Introduction
Obstructive sleep apnea (OSA) is increasingly recognized as an independent contributor to cardiovascular morbidity through mechanisms involving intermittent hypoxia, oxidative stress, systemic inflammation, and vascular endothelial dysfunction. These interconnected pathways play a central role in the development of hypertension, atherosclerosis, coronary artery disease, heart failure, and stroke.
Intermittent Hypoxia and Oxidative Stress
Recurrent cycles of hypoxia and reoxygenation are the key physiological disturbances in OSA during sleep. This pattern resembles ischemia–reperfusion injury and promotes excessive production of reactive oxygen species (ROS) from multiple sources, including mitochondrial dysfunction, activation of NADPH oxidase, and xanthine oxidase pathways. Elevated ROS levels overwhelm endogenous antioxidant defenses, resulting in oxidative damage to lipids, proteins, and DNA.
Oxidative stress also activates redox-sensitive transcription factors such as nuclear factor kappa B (NF-κB) and hypoxia-inducible factor-1α (HIF-1α), which regulate genes involved in inflammation, vasoconstriction, and vascular remodeling. Increased oxidative burden has been demonstrated in OSA patients and is reduced following effective continuous positive airway pressure (CPAP) therapy.
Systemic Inflammation
OSA is associated with a state of chronic low-grade systemic inflammation. Intermittent hypoxia and sleep fragmentation stimulate sympathetic activation and promote the release of pro-inflammatory mediators. Elevated circulating levels of:
- C-reactive protein (CRP)
- Interleukin-6 (IL-6)
- Tumor necrosis factor-alpha (TNF-α)
- Adhesion molecules (ICAM-1, VCAM-1)
have been consistently reported in patients with moderate to severe OSA.

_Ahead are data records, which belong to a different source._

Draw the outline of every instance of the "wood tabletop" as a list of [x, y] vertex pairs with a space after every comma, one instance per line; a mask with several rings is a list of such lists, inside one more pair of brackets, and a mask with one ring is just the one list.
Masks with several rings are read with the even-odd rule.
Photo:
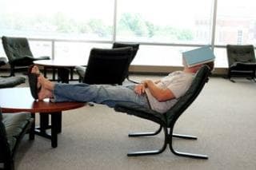
[[29, 88], [0, 89], [0, 107], [3, 113], [54, 113], [82, 107], [82, 102], [50, 102], [34, 101]]
[[42, 66], [51, 67], [75, 67], [77, 65], [86, 65], [86, 60], [38, 60], [34, 61], [34, 64]]

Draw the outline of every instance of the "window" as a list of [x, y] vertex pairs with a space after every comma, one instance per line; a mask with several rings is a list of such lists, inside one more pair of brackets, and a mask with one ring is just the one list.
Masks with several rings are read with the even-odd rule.
[[211, 9], [212, 0], [118, 0], [116, 39], [210, 44]]
[[0, 6], [4, 35], [109, 41], [113, 37], [114, 0], [5, 0]]
[[254, 0], [218, 1], [216, 45], [256, 45]]

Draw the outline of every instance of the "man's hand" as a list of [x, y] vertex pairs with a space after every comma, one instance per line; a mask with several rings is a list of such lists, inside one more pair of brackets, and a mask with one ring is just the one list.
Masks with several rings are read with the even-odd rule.
[[145, 93], [145, 85], [143, 83], [138, 84], [134, 87], [134, 92], [137, 94], [142, 95]]

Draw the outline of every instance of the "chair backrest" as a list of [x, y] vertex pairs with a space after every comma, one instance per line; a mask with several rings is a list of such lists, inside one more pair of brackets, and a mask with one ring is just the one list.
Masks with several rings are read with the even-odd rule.
[[210, 69], [207, 65], [203, 65], [195, 74], [192, 84], [186, 93], [181, 97], [177, 103], [171, 107], [166, 113], [166, 123], [170, 127], [174, 125], [178, 118], [196, 99], [206, 82], [208, 81]]
[[227, 45], [229, 66], [234, 62], [255, 62], [254, 48], [252, 45]]
[[131, 47], [92, 49], [83, 82], [122, 85], [128, 73]]
[[139, 49], [139, 44], [114, 42], [112, 48], [116, 49], [116, 48], [122, 48], [122, 47], [132, 47], [132, 50], [131, 50], [132, 54], [131, 54], [131, 61], [130, 61], [130, 62], [132, 62], [137, 54], [138, 49]]
[[9, 148], [9, 144], [6, 139], [6, 131], [4, 124], [2, 123], [2, 109], [0, 108], [0, 162], [6, 161], [8, 158], [6, 157], [6, 154], [8, 156], [10, 155]]
[[2, 36], [2, 42], [10, 63], [15, 58], [26, 56], [33, 57], [28, 40], [26, 38]]

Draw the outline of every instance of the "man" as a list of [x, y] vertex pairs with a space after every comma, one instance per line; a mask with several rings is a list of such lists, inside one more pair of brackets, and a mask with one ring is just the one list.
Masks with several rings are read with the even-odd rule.
[[[214, 62], [207, 65], [211, 70]], [[134, 85], [107, 85], [53, 83], [33, 66], [30, 74], [38, 75], [37, 85], [38, 100], [50, 98], [53, 102], [82, 101], [95, 102], [114, 107], [120, 101], [136, 103], [158, 113], [165, 113], [172, 107], [191, 85], [194, 74], [202, 65], [175, 71], [158, 81], [145, 80]], [[30, 81], [31, 80], [29, 80]], [[31, 88], [31, 86], [30, 86]]]

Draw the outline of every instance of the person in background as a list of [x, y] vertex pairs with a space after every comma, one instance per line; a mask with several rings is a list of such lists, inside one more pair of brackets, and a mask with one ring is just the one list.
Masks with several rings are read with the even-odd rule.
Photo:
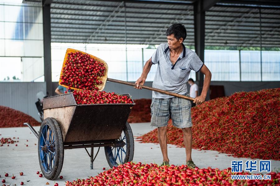
[[[188, 83], [191, 86], [189, 89], [189, 96], [195, 98], [198, 95], [198, 86], [194, 83], [194, 80], [191, 78], [189, 79]], [[192, 107], [194, 107], [196, 105], [196, 104], [193, 102], [192, 102]]]
[[63, 94], [64, 92], [66, 91], [67, 91], [68, 92], [71, 92], [70, 90], [67, 90], [67, 88], [66, 87], [63, 86], [61, 85], [59, 85], [57, 87], [57, 88], [55, 89], [54, 91], [58, 95]]

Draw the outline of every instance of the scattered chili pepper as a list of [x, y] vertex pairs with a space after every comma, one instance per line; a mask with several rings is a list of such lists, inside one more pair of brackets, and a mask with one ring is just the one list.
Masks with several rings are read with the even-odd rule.
[[231, 168], [189, 168], [186, 165], [159, 166], [156, 164], [128, 162], [86, 179], [66, 182], [66, 186], [85, 185], [276, 185], [280, 173], [272, 172], [270, 180], [232, 180], [232, 175], [248, 175], [248, 172], [232, 173]]

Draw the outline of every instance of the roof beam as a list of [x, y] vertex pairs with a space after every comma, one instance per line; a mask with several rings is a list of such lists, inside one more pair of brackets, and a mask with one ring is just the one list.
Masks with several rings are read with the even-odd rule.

Inflammation contributes to atherogenesis by enhancing leukocyte adhesion, promoting foam cell formation, and destabilizing atherosclerotic plaques. Importantly, inflammatory biomarkers decrease with CPAP therapy, supporting a causal relationship.
Endothelial Dysfunction
The vascular endothelium is a primary target of oxidative and inflammatory injury in OSA. Endothelial dysfunction is characterized by:
- Reduced nitric oxide (NO) bioavailability
- Impaired endothelium-dependent vasodilation
- Increased endothelin-1–mediated vasoconstriction
- Enhanced platelet activation and thrombogenicity
Flow-mediated dilation studies demonstrate significantly impaired endothelial function in untreated OSA patients, even in the absence of overt cardiovascular disease.
Endothelial dysfunction represents an early and reversible step in the progression to hypertension and atherosclerosis. Several studies show improvement in endothelial function after CPAP therapy or weight reduction.
Integrated Cardiovascular Impact
The combined effects of oxidative stress, inflammation, and endothelial dysfunction lead to:
- Increased arterial stiffness
- Accelerated atherosclerosis
- Elevated systemic vascular resistance
- Prothrombotic state
- Left ventricular remodeling
These mechanisms help explain the strong epidemiologic association between OSA and major adverse cardiovascular events, including myocardial infarction, stroke, atrial fibrillation, and heart failure.
Clinical Implications
Recognition of these pathways highlights OSA as a systemic vascular disease rather than solely a respiratory disorder. Effective treatment strategies—such as CPAP, weight loss, exercise, and emerging neuromodulation therapies—may reduce cardiovascular risk by attenuating oxidative stress and inflammatory burden. Biomarkers of oxidative and inflammatory activity may also serve as tools for cardiovascular risk stratification in sleep-disordered breathing.